Advanced SQL

Joined Relations

Join Types

SQL-92 provides various kinds of joins (including natural join) that can be used in the from clause of a query.

Example - compute the natural join of customer and purchased:

select *
from (customer natural inner join purchased)

An inner join is a join in which tuples from one or both of the argument relations may not participate in the result. The notion of natural join from relational algebra is a kind of inner join because, for example, any customer tuple of a customer who has not purchased a flyrod does not appear in any tuple of the result of the above query.

Example: Suppose we have relations customer2 and purchased2 as follows:

customer2
name address cust-num
Tim Wahls E258 1
Linda Null E258 3
Elvis Presley Graceland 2

purchased2
cust-num flyrod-stock-num date
1 3 9/4/1994
6 2 9/10/1994
3 3 9/3/1994
5 2 8/8/1992
3 2 9/2/1994
3 1 9/1/1994

The result of:

select *
from (customer2 natural inner join purchased2)

is the usual natural join, except that attributes are reordered:

cust-num name address flyrod-stock-num date
1 Tim Wahls E258 3 9/4/1994
3 Linda Null E258 3 9/3/1994
3 Linda Null E258 2 9/2/1994
3 Linda Null E258 1 9/1/1994

Order of attributes:

An outer join is a join that guarantees that all tuples from 1 (or both) of the argument relations appear in the result of the join. This is accomplished by:

  1. computing the inner join
  2. padding tuples that did not participate with nulls appropriately
  3. adding the padded tuples to the result

In a left outer join, tuples from the left relation (first argument) that do not participate in the join are padded as above and added to the result. The right outer join is symmetric. In a full outer join, all tuples from both argument relations that did not participate in the join are padded and added to the result.

The result of:

select *
from (customer2 natural right outer join purchased2)

is:

cust-num name address flyrod-stock-num date
1 Tim Wahls E258 3 9/4/1994
3 Linda Null E258 3 9/3/1994
3 Linda Null E258 2 9/2/1994
3 Linda Null E258 1 9/1/1994
6 null null 2 9/10/1994
5 null null 2 8/8/1992

The result of:

select *
from (customer2 natural full outer join purchased2)

is:

cust-num name address flyrod-stock-num date
1 Tim Wahls E258 3 9/4/1994
3 Linda Null E258 3 9/3/1994
3 Linda Null E258 2 9/2/1994
3 Linda Null E258 1 9/1/1994
2 Elvis Presley Graceland null null
6 null null 2 9/10/1994
5 null null 2 8/8/1992

Note that tuples from the inner join appear first, then "left over" tuples from the left relation, and finally "left over" tuples from the right relation.
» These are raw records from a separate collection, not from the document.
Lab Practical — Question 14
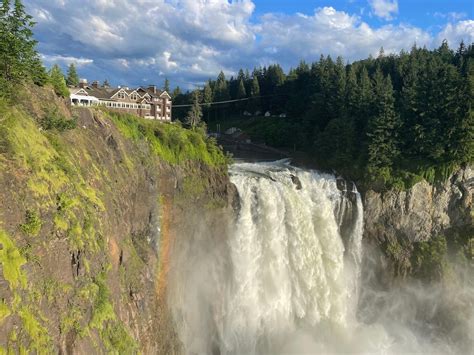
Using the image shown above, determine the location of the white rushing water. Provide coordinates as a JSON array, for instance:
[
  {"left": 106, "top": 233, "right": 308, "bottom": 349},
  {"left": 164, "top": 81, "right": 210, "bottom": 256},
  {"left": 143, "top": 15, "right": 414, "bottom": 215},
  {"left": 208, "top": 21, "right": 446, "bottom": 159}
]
[{"left": 170, "top": 163, "right": 472, "bottom": 354}]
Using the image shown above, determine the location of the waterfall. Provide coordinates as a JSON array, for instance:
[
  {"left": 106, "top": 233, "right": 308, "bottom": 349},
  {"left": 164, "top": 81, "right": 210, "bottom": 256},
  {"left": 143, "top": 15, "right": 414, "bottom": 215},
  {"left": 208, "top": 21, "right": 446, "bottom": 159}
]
[{"left": 169, "top": 162, "right": 470, "bottom": 354}]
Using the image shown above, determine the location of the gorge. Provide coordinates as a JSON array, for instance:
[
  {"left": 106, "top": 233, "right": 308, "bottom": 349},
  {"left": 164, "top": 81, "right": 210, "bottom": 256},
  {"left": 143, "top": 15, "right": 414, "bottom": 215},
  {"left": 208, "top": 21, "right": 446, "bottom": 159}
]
[
  {"left": 168, "top": 162, "right": 474, "bottom": 354},
  {"left": 0, "top": 94, "right": 474, "bottom": 354}
]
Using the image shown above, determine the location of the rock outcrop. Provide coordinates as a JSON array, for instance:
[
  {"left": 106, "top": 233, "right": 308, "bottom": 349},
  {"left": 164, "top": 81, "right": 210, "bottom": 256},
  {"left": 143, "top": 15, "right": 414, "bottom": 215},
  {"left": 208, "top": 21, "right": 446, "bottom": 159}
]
[{"left": 364, "top": 166, "right": 474, "bottom": 242}]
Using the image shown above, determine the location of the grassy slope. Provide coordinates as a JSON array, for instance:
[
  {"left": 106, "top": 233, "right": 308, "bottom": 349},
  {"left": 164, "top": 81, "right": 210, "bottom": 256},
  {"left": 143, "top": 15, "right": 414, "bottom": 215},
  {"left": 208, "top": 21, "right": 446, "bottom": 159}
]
[{"left": 0, "top": 88, "right": 228, "bottom": 354}]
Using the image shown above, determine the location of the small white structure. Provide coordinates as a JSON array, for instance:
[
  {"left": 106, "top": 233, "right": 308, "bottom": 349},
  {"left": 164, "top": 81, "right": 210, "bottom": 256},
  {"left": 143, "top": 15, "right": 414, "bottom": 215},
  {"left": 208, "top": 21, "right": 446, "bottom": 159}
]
[
  {"left": 225, "top": 127, "right": 242, "bottom": 135},
  {"left": 69, "top": 89, "right": 99, "bottom": 106}
]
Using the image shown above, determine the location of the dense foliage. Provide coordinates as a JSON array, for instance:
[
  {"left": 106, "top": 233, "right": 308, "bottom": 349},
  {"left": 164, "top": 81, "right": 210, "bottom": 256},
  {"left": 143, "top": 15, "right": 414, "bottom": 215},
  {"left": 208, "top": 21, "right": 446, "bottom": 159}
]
[
  {"left": 175, "top": 42, "right": 474, "bottom": 188},
  {"left": 0, "top": 0, "right": 47, "bottom": 94}
]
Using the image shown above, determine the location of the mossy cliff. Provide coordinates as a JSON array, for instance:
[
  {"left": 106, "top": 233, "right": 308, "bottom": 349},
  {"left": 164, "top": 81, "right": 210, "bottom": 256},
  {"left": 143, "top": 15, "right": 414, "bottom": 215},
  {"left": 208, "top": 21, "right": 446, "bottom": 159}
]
[{"left": 0, "top": 89, "right": 231, "bottom": 354}]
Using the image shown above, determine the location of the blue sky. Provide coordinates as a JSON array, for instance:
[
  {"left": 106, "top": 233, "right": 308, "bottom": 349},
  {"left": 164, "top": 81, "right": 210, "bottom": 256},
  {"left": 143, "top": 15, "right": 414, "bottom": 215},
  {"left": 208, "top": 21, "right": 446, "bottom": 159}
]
[{"left": 24, "top": 0, "right": 474, "bottom": 89}]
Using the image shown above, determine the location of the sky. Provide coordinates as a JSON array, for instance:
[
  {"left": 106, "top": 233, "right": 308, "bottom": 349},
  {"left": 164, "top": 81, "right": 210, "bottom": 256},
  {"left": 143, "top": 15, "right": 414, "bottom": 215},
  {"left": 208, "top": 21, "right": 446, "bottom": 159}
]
[{"left": 24, "top": 0, "right": 474, "bottom": 90}]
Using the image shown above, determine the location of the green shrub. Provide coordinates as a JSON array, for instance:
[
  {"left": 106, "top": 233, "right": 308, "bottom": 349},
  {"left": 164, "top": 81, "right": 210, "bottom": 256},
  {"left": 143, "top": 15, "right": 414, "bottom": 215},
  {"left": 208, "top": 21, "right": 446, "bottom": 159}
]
[
  {"left": 106, "top": 112, "right": 230, "bottom": 167},
  {"left": 20, "top": 210, "right": 43, "bottom": 237},
  {"left": 411, "top": 236, "right": 448, "bottom": 280},
  {"left": 0, "top": 229, "right": 26, "bottom": 289}
]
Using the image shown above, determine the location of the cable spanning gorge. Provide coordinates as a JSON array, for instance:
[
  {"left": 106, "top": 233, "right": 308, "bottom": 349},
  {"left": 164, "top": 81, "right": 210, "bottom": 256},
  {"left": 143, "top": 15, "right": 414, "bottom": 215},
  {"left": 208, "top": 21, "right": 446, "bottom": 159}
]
[{"left": 169, "top": 162, "right": 473, "bottom": 354}]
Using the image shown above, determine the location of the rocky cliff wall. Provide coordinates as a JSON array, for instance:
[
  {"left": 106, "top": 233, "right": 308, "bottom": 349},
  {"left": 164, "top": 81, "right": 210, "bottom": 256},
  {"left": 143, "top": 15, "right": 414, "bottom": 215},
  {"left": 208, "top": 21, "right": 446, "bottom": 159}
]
[
  {"left": 0, "top": 91, "right": 233, "bottom": 354},
  {"left": 364, "top": 166, "right": 474, "bottom": 242}
]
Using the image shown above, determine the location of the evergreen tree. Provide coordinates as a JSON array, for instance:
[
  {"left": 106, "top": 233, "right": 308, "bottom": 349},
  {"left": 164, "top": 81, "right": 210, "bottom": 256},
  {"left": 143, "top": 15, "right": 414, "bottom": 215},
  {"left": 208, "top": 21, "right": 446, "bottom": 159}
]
[
  {"left": 66, "top": 63, "right": 79, "bottom": 86},
  {"left": 203, "top": 81, "right": 213, "bottom": 121},
  {"left": 171, "top": 86, "right": 182, "bottom": 100},
  {"left": 186, "top": 90, "right": 202, "bottom": 130},
  {"left": 237, "top": 78, "right": 247, "bottom": 110},
  {"left": 367, "top": 68, "right": 399, "bottom": 180},
  {"left": 247, "top": 75, "right": 260, "bottom": 113},
  {"left": 49, "top": 64, "right": 69, "bottom": 97},
  {"left": 0, "top": 0, "right": 42, "bottom": 84},
  {"left": 214, "top": 71, "right": 230, "bottom": 101}
]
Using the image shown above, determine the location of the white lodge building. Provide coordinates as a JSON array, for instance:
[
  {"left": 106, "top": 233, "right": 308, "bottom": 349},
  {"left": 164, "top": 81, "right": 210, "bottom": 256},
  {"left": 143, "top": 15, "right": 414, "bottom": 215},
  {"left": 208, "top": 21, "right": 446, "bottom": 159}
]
[{"left": 69, "top": 80, "right": 172, "bottom": 122}]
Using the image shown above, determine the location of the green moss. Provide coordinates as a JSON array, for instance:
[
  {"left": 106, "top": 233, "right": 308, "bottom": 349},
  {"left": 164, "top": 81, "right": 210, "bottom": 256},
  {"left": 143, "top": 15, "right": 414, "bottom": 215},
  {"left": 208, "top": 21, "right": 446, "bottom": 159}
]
[
  {"left": 18, "top": 307, "right": 52, "bottom": 353},
  {"left": 40, "top": 107, "right": 77, "bottom": 132},
  {"left": 40, "top": 277, "right": 72, "bottom": 303},
  {"left": 106, "top": 112, "right": 230, "bottom": 167},
  {"left": 0, "top": 229, "right": 26, "bottom": 290},
  {"left": 119, "top": 237, "right": 145, "bottom": 297},
  {"left": 89, "top": 273, "right": 116, "bottom": 330},
  {"left": 0, "top": 301, "right": 11, "bottom": 324},
  {"left": 20, "top": 210, "right": 43, "bottom": 237},
  {"left": 412, "top": 236, "right": 449, "bottom": 280},
  {"left": 59, "top": 306, "right": 87, "bottom": 336},
  {"left": 101, "top": 322, "right": 138, "bottom": 354}
]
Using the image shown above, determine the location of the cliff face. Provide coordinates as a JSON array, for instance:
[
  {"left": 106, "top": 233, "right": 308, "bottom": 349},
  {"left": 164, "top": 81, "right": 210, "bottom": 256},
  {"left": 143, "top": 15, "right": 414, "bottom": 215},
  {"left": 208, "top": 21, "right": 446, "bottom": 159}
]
[
  {"left": 0, "top": 91, "right": 233, "bottom": 354},
  {"left": 364, "top": 167, "right": 474, "bottom": 242},
  {"left": 364, "top": 166, "right": 474, "bottom": 284}
]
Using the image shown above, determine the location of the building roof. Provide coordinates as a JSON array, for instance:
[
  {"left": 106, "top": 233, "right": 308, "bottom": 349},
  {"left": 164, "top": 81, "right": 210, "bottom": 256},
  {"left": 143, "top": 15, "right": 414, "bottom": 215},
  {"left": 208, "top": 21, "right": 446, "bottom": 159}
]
[{"left": 69, "top": 82, "right": 171, "bottom": 101}]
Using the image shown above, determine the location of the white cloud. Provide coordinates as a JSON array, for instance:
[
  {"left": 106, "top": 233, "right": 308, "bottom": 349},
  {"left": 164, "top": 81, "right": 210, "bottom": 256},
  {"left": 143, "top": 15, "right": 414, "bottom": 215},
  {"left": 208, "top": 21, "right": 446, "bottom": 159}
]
[
  {"left": 437, "top": 20, "right": 474, "bottom": 48},
  {"left": 260, "top": 7, "right": 431, "bottom": 62},
  {"left": 24, "top": 0, "right": 474, "bottom": 87},
  {"left": 369, "top": 0, "right": 398, "bottom": 20},
  {"left": 434, "top": 12, "right": 467, "bottom": 21},
  {"left": 41, "top": 54, "right": 94, "bottom": 67}
]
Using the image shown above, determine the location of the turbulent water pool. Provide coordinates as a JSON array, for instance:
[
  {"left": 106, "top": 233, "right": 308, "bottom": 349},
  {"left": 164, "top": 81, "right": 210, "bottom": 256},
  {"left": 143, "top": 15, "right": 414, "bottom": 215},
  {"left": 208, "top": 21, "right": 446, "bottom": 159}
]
[{"left": 169, "top": 162, "right": 474, "bottom": 354}]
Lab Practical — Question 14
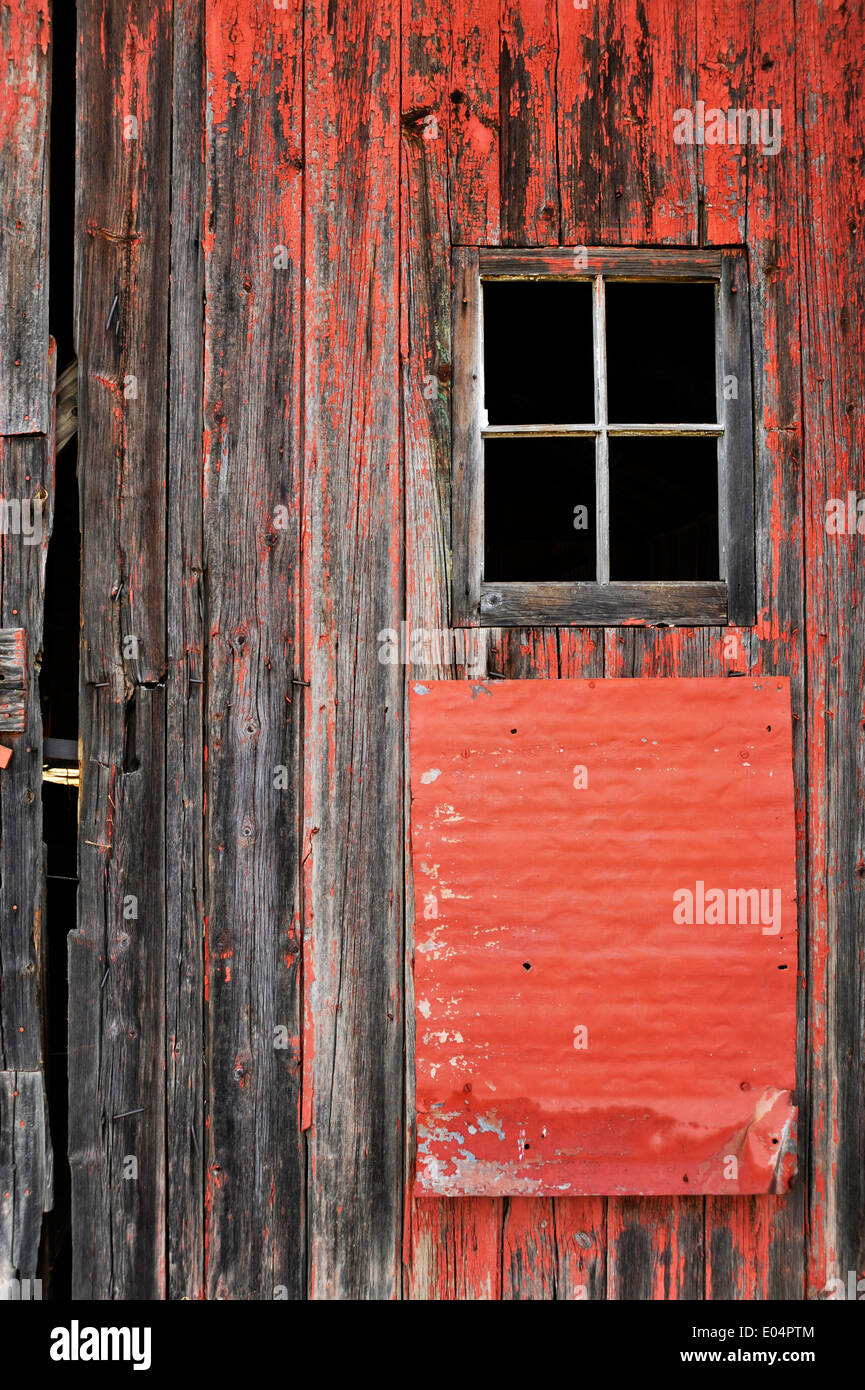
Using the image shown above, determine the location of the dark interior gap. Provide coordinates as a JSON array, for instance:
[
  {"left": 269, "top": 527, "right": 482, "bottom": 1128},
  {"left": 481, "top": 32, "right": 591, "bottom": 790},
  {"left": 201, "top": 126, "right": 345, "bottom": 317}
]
[{"left": 39, "top": 3, "right": 81, "bottom": 1300}]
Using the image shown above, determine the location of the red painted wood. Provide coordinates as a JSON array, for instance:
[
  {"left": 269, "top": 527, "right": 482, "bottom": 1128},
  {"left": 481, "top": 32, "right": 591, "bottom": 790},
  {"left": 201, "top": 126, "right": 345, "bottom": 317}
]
[{"left": 412, "top": 680, "right": 795, "bottom": 1195}]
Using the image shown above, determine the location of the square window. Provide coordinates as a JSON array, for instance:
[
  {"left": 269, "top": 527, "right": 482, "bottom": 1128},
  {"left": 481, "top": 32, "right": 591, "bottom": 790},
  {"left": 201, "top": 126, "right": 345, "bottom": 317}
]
[
  {"left": 609, "top": 436, "right": 719, "bottom": 582},
  {"left": 484, "top": 436, "right": 597, "bottom": 581},
  {"left": 484, "top": 279, "right": 595, "bottom": 425},
  {"left": 452, "top": 247, "right": 755, "bottom": 627},
  {"left": 604, "top": 279, "right": 718, "bottom": 424}
]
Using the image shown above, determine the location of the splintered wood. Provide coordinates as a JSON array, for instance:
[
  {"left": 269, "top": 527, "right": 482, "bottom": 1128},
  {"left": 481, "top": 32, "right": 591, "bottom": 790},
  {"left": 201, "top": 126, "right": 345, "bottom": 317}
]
[{"left": 410, "top": 677, "right": 797, "bottom": 1197}]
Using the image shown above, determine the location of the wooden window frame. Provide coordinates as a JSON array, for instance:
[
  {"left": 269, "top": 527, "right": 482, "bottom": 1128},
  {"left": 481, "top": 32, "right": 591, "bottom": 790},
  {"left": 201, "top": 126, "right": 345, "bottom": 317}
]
[{"left": 451, "top": 246, "right": 757, "bottom": 627}]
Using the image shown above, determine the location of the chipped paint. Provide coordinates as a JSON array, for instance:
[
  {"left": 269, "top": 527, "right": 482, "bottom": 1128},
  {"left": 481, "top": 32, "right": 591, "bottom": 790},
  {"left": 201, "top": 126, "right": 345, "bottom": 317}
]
[{"left": 412, "top": 678, "right": 797, "bottom": 1195}]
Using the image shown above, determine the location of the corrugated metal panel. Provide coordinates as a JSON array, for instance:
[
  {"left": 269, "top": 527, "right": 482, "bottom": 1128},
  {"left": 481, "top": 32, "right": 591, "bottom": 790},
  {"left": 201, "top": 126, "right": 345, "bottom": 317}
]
[{"left": 410, "top": 677, "right": 797, "bottom": 1195}]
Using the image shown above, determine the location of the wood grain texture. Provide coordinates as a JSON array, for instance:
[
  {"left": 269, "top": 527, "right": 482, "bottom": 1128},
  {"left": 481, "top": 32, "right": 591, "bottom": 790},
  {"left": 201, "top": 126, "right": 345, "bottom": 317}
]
[
  {"left": 57, "top": 0, "right": 865, "bottom": 1300},
  {"left": 0, "top": 425, "right": 54, "bottom": 1286},
  {"left": 203, "top": 0, "right": 305, "bottom": 1300},
  {"left": 801, "top": 7, "right": 865, "bottom": 1297},
  {"left": 70, "top": 0, "right": 172, "bottom": 1298},
  {"left": 303, "top": 0, "right": 405, "bottom": 1298},
  {"left": 165, "top": 0, "right": 206, "bottom": 1298},
  {"left": 0, "top": 0, "right": 51, "bottom": 435},
  {"left": 0, "top": 1068, "right": 54, "bottom": 1298},
  {"left": 0, "top": 0, "right": 57, "bottom": 1289},
  {"left": 0, "top": 631, "right": 26, "bottom": 734},
  {"left": 598, "top": 0, "right": 698, "bottom": 246}
]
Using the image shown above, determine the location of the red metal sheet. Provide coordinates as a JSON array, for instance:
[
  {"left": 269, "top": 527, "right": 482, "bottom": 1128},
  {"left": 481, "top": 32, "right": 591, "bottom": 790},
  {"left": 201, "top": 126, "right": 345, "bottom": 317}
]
[{"left": 410, "top": 677, "right": 797, "bottom": 1195}]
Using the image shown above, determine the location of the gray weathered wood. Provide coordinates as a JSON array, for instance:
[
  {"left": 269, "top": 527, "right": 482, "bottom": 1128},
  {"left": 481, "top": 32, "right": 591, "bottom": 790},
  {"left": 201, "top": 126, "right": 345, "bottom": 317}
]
[
  {"left": 718, "top": 252, "right": 757, "bottom": 627},
  {"left": 165, "top": 0, "right": 207, "bottom": 1298},
  {"left": 0, "top": 4, "right": 51, "bottom": 435},
  {"left": 0, "top": 633, "right": 26, "bottom": 734},
  {"left": 478, "top": 246, "right": 722, "bottom": 279},
  {"left": 204, "top": 0, "right": 308, "bottom": 1298},
  {"left": 68, "top": 0, "right": 172, "bottom": 1298},
  {"left": 476, "top": 580, "right": 727, "bottom": 627}
]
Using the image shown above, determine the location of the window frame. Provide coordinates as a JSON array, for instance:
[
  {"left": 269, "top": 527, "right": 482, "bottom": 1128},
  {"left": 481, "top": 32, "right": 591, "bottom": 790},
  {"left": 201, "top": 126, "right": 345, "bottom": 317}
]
[{"left": 451, "top": 246, "right": 757, "bottom": 627}]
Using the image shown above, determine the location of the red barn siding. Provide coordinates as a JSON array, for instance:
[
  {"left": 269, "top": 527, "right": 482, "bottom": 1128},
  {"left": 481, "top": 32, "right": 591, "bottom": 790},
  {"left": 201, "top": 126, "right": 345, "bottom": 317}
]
[{"left": 32, "top": 0, "right": 865, "bottom": 1298}]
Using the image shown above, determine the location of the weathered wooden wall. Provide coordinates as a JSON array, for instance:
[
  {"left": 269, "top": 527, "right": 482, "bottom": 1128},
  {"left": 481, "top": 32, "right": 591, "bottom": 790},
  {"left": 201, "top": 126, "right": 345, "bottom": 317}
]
[
  {"left": 0, "top": 3, "right": 56, "bottom": 1297},
  {"left": 62, "top": 0, "right": 865, "bottom": 1298}
]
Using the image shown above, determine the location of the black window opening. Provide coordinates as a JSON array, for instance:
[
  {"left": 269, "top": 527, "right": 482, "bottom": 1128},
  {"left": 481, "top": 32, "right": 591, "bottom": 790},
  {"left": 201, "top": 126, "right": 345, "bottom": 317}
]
[{"left": 453, "top": 247, "right": 755, "bottom": 626}]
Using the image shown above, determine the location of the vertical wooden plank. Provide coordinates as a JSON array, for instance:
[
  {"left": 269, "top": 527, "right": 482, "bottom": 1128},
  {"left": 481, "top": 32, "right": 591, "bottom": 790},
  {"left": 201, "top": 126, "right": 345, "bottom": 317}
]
[
  {"left": 303, "top": 0, "right": 405, "bottom": 1298},
  {"left": 698, "top": 0, "right": 750, "bottom": 246},
  {"left": 447, "top": 0, "right": 501, "bottom": 246},
  {"left": 801, "top": 6, "right": 865, "bottom": 1298},
  {"left": 488, "top": 0, "right": 606, "bottom": 1298},
  {"left": 0, "top": 430, "right": 54, "bottom": 1070},
  {"left": 451, "top": 247, "right": 484, "bottom": 626},
  {"left": 165, "top": 0, "right": 206, "bottom": 1298},
  {"left": 70, "top": 0, "right": 172, "bottom": 1298},
  {"left": 490, "top": 628, "right": 608, "bottom": 1300},
  {"left": 701, "top": 0, "right": 808, "bottom": 1298},
  {"left": 401, "top": 0, "right": 502, "bottom": 1298},
  {"left": 0, "top": 0, "right": 51, "bottom": 435},
  {"left": 556, "top": 0, "right": 604, "bottom": 246},
  {"left": 499, "top": 0, "right": 560, "bottom": 246},
  {"left": 0, "top": 1068, "right": 53, "bottom": 1300},
  {"left": 0, "top": 0, "right": 57, "bottom": 1297},
  {"left": 0, "top": 414, "right": 54, "bottom": 1289},
  {"left": 598, "top": 0, "right": 697, "bottom": 246},
  {"left": 407, "top": 1197, "right": 502, "bottom": 1302},
  {"left": 201, "top": 0, "right": 305, "bottom": 1298}
]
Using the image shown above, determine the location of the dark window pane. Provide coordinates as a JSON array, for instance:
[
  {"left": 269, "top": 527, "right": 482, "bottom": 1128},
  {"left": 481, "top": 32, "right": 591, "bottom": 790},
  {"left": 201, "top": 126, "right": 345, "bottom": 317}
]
[
  {"left": 609, "top": 439, "right": 719, "bottom": 580},
  {"left": 484, "top": 439, "right": 595, "bottom": 582},
  {"left": 605, "top": 281, "right": 718, "bottom": 425},
  {"left": 483, "top": 279, "right": 595, "bottom": 425}
]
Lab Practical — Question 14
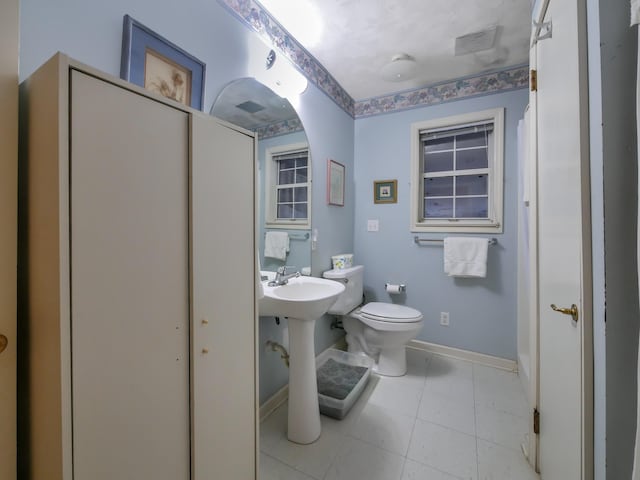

Example: find the names and addresses of all customers who have not purchased a flyrod.

select name, address
from (customer2 natural left outer join purchased2)
where flyrod-stock-num is null

The full set of join types in SQL-92 is:

The cross join is equivalent to cartesian product. The union join is computed by adding n nulls to the end of each tuple of the left relation, where n is the number of attributes in the right relation, adding m nulls to the beginning of each tuple of the right relation, where m is the number of attributes in the left relation, and unioning the result.

Return to Table of Contents

Join Conditions

SQL-92 provides several kinds of joins in addition to natural joins. The possible join conditions are:

A join condition must be used with an outer join, but is optional with an inner join.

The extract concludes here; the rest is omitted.